MORE: Birx on Trump's disinfectant 'injection' moment: 'I still think about it every day'

BIRX: Because my line was coming through the whole time. I've known Dr. Fauci for a long time. Dr. Fauci was the outside voice, and I was the inside voice. Someone had to be inside the White House making sure that resources were made appropriately to expand testing, to expand monoclonal and develop vaccines, and that was part of my role. We each had a role to play. If you're referring to the bleach episode

MIELKE: I’m thinking about using disinfectant and bleach in your veins.

[The so-called “bleach episode” refers to when then-President Donald Trump said at a press conference, “And I then I see the disinfectant that knocks it out in a minute.

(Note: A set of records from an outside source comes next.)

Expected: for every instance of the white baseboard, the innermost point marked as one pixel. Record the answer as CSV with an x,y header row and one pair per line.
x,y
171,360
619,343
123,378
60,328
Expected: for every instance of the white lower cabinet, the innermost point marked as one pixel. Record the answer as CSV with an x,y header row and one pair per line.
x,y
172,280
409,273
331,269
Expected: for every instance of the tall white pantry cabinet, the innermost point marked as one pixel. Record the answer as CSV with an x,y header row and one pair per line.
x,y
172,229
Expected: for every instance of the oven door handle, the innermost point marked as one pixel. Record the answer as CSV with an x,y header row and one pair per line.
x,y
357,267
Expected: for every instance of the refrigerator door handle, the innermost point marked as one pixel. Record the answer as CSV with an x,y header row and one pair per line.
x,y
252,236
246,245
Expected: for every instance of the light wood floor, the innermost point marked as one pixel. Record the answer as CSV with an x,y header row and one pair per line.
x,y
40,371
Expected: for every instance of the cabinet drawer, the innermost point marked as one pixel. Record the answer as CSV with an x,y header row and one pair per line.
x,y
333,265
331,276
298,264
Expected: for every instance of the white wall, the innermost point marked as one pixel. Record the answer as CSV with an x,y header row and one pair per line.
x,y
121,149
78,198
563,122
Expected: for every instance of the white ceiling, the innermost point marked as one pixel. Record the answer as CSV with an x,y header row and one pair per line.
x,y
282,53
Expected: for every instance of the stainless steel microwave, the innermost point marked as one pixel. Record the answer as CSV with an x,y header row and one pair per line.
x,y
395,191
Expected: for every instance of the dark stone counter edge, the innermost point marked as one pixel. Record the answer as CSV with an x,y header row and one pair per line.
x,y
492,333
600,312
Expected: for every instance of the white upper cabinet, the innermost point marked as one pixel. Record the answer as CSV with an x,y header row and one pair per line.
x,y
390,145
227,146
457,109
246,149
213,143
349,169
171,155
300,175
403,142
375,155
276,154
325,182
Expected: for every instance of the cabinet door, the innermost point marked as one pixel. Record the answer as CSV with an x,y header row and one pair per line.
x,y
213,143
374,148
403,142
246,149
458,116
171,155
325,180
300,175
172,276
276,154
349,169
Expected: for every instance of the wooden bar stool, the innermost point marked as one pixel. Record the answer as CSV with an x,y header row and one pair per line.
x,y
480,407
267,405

And is there a way we can do something like that by injection inside, or almost a cleaning?”]

BIRX: So I did speak up at the end of that. What never is shown is [Trump’s] back was turned to me, and he was speaking to the DHS scientist. He was not facing me. And if you people asked me, would you have run up to the microphone? I was active-duty military. That is not within my repertoire.

Did I make sure that President Trump, NIH, FDA and CDC were alerted and that the next day President Trump said it wasn't true and that he was joking? Yes, that's what I could get done.

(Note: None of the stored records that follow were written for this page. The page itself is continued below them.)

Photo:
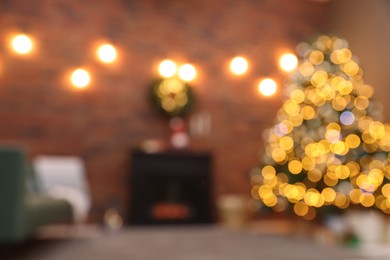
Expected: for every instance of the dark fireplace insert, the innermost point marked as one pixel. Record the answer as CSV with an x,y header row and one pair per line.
x,y
172,187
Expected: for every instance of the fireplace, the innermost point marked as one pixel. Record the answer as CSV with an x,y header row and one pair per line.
x,y
172,187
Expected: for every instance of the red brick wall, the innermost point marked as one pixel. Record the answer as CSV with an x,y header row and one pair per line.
x,y
103,123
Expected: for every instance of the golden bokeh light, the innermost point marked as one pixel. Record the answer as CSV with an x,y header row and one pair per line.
x,y
167,68
328,145
267,87
106,53
288,62
187,72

I think getting that 45 days to slow the spread, getting tests out there, getting vaccines out there and getting monoclonal [antibodies] out up there were very important. Were we all perfect? We were not.

I think my biggest regret is not letting Americans know how important they were in preventing that original COVID spread to get beyond the 12 metros that it was in, into the other 25 metros. That was all prevented by Americans really being proactive, and I think because we never called that out, people felt disempowered. And the one thing you want to do in a pandemic is really empower people that they know that their individual actions make a huge difference at the population level.